1, light diet is praised by everyone: avoid adding all kinds of sauces when eating vegetables and fruits. Although lettuce salad and boiled vegetables are ideal foods for dieters, if you coat them with a thick layer of salad dressing and meat sauce, the weight loss plan will be ruined. Because oil, monosodium glutamate, soy sauce and other seasonings are all high-calorie things.

2. Vegetarian collocation is the most basic principle: the era of blindly listening to the opinions of predecessors and not eating vegetables has passed, and vegetarian collocation is the most basic and important principle. The combination of meat and vegetables and balanced nutrition can not only make your body get enough nutrition, but also avoid overnutrition.

3, drink more boiled water to promote detoxification: eight glasses of water a day helps the body balance electrolytes and promote metabolism. Drink plenty of water, which is necessary to strengthen detoxification.
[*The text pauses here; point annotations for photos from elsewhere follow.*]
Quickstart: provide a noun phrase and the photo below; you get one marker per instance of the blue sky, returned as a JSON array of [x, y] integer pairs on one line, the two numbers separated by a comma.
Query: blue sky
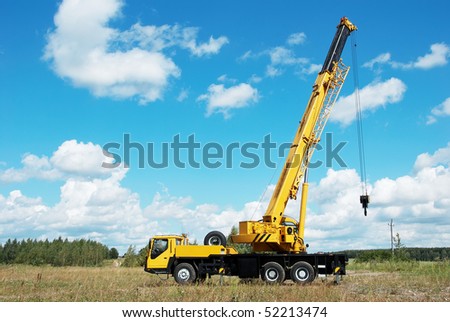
[[77, 75]]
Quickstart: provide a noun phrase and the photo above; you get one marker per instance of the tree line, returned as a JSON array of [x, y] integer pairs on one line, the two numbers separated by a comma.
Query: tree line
[[59, 252], [404, 253]]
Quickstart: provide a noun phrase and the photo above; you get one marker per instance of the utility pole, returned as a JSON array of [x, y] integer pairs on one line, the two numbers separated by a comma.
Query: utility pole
[[392, 236]]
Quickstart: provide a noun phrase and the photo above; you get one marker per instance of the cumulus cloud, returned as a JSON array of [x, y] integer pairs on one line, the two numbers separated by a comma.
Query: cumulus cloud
[[220, 99], [441, 110], [84, 49], [372, 97], [71, 159], [102, 209], [296, 38], [438, 56]]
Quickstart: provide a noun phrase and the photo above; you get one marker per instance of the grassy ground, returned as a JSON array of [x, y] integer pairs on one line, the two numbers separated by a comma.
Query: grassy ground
[[369, 282]]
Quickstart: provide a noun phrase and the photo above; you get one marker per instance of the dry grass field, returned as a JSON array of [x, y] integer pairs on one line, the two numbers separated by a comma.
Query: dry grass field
[[414, 281]]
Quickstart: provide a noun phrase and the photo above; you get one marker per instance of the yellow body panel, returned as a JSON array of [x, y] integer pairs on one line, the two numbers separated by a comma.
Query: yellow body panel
[[202, 250]]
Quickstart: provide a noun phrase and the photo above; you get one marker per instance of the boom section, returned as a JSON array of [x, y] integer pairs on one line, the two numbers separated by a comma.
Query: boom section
[[275, 232]]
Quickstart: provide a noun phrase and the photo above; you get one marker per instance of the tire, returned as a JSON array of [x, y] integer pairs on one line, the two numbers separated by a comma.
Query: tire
[[184, 273], [302, 273], [273, 273], [215, 238]]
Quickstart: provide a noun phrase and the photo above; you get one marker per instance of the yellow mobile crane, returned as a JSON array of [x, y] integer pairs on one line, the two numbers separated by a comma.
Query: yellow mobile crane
[[279, 251]]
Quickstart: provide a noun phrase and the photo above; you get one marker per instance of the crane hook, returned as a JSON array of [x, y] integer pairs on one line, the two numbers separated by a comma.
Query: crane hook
[[364, 200]]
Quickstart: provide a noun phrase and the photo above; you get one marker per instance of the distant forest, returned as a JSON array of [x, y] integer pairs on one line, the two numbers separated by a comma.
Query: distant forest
[[404, 253], [82, 252], [59, 252]]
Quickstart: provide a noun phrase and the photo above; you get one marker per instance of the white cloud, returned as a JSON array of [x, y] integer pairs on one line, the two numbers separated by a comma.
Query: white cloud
[[372, 97], [441, 110], [380, 59], [32, 167], [438, 56], [114, 63], [71, 159], [296, 39], [102, 209], [222, 100]]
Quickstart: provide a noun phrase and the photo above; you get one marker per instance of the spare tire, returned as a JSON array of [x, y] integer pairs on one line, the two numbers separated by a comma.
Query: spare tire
[[215, 238]]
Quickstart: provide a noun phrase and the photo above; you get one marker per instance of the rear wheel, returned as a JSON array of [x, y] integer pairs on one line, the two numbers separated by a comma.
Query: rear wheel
[[215, 238], [273, 273], [302, 272], [184, 273]]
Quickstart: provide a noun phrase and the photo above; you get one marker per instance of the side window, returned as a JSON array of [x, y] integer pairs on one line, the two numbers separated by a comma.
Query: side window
[[159, 246]]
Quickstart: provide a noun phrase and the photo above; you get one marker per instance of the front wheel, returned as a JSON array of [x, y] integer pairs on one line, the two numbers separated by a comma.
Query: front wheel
[[184, 273], [302, 273], [215, 238], [273, 273]]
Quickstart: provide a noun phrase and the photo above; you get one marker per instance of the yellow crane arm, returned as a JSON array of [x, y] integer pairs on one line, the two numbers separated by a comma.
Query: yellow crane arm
[[325, 91], [277, 232]]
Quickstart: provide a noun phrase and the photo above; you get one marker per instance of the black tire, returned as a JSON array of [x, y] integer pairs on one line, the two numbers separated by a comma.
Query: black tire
[[302, 273], [273, 273], [215, 238], [184, 273]]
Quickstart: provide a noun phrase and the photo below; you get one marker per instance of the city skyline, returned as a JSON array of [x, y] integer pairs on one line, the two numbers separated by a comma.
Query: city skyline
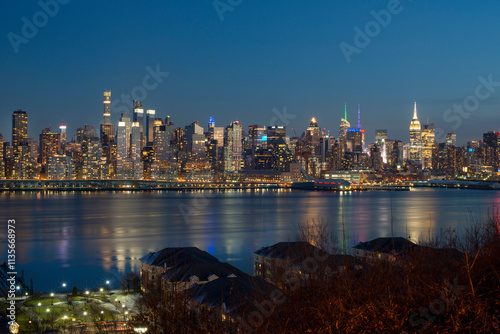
[[236, 68]]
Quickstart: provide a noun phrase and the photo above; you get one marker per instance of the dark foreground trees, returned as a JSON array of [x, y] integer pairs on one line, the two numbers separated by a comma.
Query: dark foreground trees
[[435, 290]]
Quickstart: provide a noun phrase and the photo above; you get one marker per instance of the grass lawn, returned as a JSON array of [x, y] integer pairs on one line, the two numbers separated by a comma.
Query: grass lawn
[[44, 301]]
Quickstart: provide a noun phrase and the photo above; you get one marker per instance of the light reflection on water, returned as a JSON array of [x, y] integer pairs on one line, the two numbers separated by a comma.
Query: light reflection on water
[[86, 238]]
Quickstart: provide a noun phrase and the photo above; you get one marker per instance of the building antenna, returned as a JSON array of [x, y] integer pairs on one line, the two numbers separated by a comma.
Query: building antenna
[[359, 117]]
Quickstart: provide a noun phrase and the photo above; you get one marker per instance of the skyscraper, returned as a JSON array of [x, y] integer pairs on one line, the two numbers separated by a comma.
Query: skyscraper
[[107, 129], [106, 115], [415, 147], [428, 141], [149, 126], [50, 145], [139, 119], [344, 124], [233, 147], [62, 134], [19, 127], [313, 134]]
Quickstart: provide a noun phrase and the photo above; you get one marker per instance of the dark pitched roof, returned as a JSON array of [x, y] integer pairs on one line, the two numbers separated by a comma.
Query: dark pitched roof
[[296, 252], [290, 251], [234, 293], [202, 270], [387, 245], [177, 257]]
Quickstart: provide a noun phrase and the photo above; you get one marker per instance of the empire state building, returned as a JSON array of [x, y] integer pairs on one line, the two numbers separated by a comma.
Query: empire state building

All biochemical reactions of human body must be dissolved in water, including the discharge of waste. Therefore, water intake must be increased after delivery.

4, vitamins can help human cells from harm: vegetables and fruits are a good source of many antioxidant nutrients, such as vitamin C, vitamin P and so on. Antioxidant nutrients are components that scavenge free radicals in the body and can reduce the damage to our cells.

5, eat more coarse grains to prevent constipation and colorectal cancer: In addition to rice, you can usually eat coarse grains such as brown rice and cereals as staple foods. Eating white rice can only consume calories and get no nutrition. Therefore, it is necessary to replace polished rice with coarse grains such as brown rice and whole wheat food. Not only can you eat more nutrition, but dietary fiber can also prevent constipation and colorectal cancer. This is good for people who want to lose weight.

6. Being too hungry and full is not only harmful to the stomach, but also detrimental to weight loss: if the calorie intake is excessively restricted, people will often be half hungry. However, if you choose nutritious food to eat eight points full, it will not only make people feel hungry, but also naturally reduce at least 500 calories every day.

7. Rinsing your mouth after a meal can reduce the chance of suffering from oral diseases: brushing your teeth immediately after a full meal can reduce the chance of suffering from oral diseases, and also make your breath fresh and difficult to eat. You can prepare a set of toothbrush supplies for travel in the office to keep your mouth clean at any time.

8. Chew more, chew slowly and help digestion: Chewing slowly is good for digestion, and it is also helpful for postpartum recovery. Smart slimming method should try to lengthen the meal time, generally a meal should take at least 20 minutes. More importantly, chew slowly, and eat at least 10-20 mouthfuls each time before swallowing, so that you can feel full early without increasing the burden on your stomach.

9. Say goodbye to snacks: Snacks are extremely high in calories. If you really want to lose weight, you must control yourself and never let snacks appear within your reach. Otherwise, you will unconsciously consume a lot of calories.

10. Don't eat and drink: When you feel hungry, you can selectively eat some fruits to relieve hunger. Because you will eat more when you are hungry than when you are normal.